Dari Abdullah bin Amru bin Al-Ash, dia
berkata, “Ada seorang laki-laki bernama Karkaran, yang menjaga barang-barang
bawaan milik Rasulullah. Orang tersebut mati, namun Rasulullah mengatakan bahwa
dia masuk naar (neraka). Maka orang-orang pun pergi untuk menyelidiki
perihalnya. Ternyata mereka menemukan mantel
(jubah) yang telah diambil sebelum harta rampasan perang dibagi”.
7. Memberikan
Perlindungan kepada Musta’jir (orang yang minta perlindungan) dan Utusan.

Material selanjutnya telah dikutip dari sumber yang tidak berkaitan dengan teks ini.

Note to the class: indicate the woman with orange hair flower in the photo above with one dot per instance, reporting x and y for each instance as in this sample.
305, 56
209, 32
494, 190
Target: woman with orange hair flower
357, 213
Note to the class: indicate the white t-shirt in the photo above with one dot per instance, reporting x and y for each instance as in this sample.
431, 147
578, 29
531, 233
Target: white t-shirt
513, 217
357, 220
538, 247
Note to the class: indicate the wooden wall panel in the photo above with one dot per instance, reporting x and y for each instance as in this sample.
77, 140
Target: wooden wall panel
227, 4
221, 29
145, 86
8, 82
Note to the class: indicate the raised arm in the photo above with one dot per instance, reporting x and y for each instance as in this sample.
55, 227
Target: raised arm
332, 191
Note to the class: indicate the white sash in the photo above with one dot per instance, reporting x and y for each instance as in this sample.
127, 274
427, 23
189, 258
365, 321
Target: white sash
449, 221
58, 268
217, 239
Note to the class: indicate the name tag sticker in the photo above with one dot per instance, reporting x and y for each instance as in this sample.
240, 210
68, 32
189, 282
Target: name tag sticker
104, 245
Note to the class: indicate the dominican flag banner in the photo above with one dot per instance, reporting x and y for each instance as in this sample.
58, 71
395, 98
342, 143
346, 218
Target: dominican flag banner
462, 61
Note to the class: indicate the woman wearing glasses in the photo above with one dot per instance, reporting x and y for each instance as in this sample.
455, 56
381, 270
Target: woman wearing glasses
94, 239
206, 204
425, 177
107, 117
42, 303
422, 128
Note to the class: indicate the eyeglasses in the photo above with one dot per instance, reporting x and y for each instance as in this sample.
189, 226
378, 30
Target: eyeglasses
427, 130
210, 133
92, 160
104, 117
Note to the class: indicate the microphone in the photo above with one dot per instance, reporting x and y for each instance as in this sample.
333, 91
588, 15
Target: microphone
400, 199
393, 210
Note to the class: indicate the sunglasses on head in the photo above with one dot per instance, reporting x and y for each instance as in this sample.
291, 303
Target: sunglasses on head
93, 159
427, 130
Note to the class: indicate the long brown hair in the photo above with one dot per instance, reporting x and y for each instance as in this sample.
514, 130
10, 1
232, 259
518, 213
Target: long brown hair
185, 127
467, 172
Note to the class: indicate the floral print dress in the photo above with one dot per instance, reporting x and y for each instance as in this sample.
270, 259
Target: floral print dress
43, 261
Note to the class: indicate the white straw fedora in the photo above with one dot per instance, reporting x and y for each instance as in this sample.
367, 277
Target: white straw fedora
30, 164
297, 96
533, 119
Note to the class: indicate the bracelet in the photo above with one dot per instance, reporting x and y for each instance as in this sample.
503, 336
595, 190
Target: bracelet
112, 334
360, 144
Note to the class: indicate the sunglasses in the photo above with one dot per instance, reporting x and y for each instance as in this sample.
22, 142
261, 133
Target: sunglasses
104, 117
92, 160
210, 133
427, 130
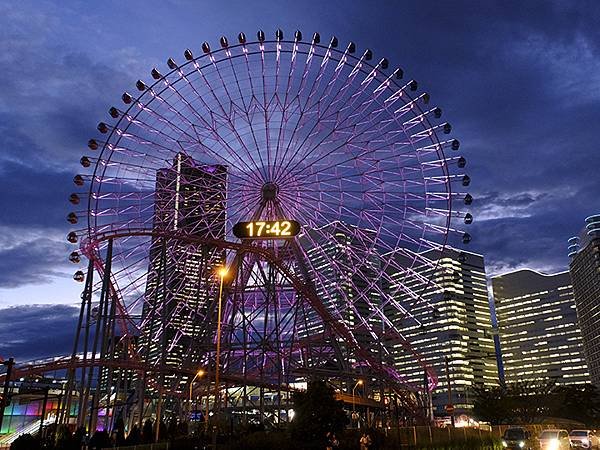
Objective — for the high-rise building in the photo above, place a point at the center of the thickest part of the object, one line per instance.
(584, 252)
(450, 320)
(344, 271)
(190, 199)
(537, 323)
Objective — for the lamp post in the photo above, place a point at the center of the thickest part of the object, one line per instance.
(222, 273)
(358, 383)
(198, 374)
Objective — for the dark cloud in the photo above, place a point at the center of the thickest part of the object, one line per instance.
(37, 331)
(32, 260)
(36, 196)
(518, 80)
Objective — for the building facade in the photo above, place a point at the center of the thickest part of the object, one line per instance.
(452, 322)
(539, 335)
(182, 283)
(584, 267)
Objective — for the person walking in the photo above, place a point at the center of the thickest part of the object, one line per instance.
(332, 441)
(365, 441)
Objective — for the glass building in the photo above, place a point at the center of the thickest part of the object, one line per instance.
(584, 267)
(451, 320)
(537, 324)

Siapa dari pihak musuh yang
minta keamanan atas keselamatan nyawanya dari pembunuhan, untuk mendengarkan Kalamullah serta untuk mengetahui syari’at-syari’at-Nya, maka orang
tersebut harus diberi keamanan,
kemudian dikembalikan ke tempat yang aman
atau ke tempat tinggal kaumnya,
berdasarkan firman Allah Swt. “Dan jika seseorang dari orang-orang musyrikin
itu meminta perlindungan kepadamu, maka lindungilah ia supaya ia sempat
mendengar Kalamullah (firman Allah), kemudian antarkanlah ia ke tempat yang
aman baginya. Demikian itu disebabkan mereka adalah kaum yang tidak
mengetahui”. (QS. At-Taubah (9): 6)
Dalam Sirah Nabawiyah disebutkan, tatkala dua utusan Musailamah Al-Kadzab datang membawa surat Musailamah kepada Rasulullah shalallahu 'alaihi wasallam,
maka beliau bertanya kepada mereka setelah membacanya, “Apa yang kalian berdua
katakan?” Keduanya menjawab: “Kami
mengatakan yang ia (Musailamah) katakan”. Lalu Nabi shalallahu 'alaihi
wasallam berkata, “Ketahuilah, demi Allah, andaikata bukan lantaran aturan “Seorang utusan tidak boleh dibunuh”,
pasti aku akan memenggal leher kalian
berdua”.
Rasulullah shalallahu 'alaihi wasallam
bersabda:“Barangsiapa yang minta perlindungan kepada kalian dengan menyebut nama Allah, maka berikan perlindungan kepadanya, dan
barangsiapa yang minta kepada kalian
dengan menyebut Wajah Allah, maka berilah dia”.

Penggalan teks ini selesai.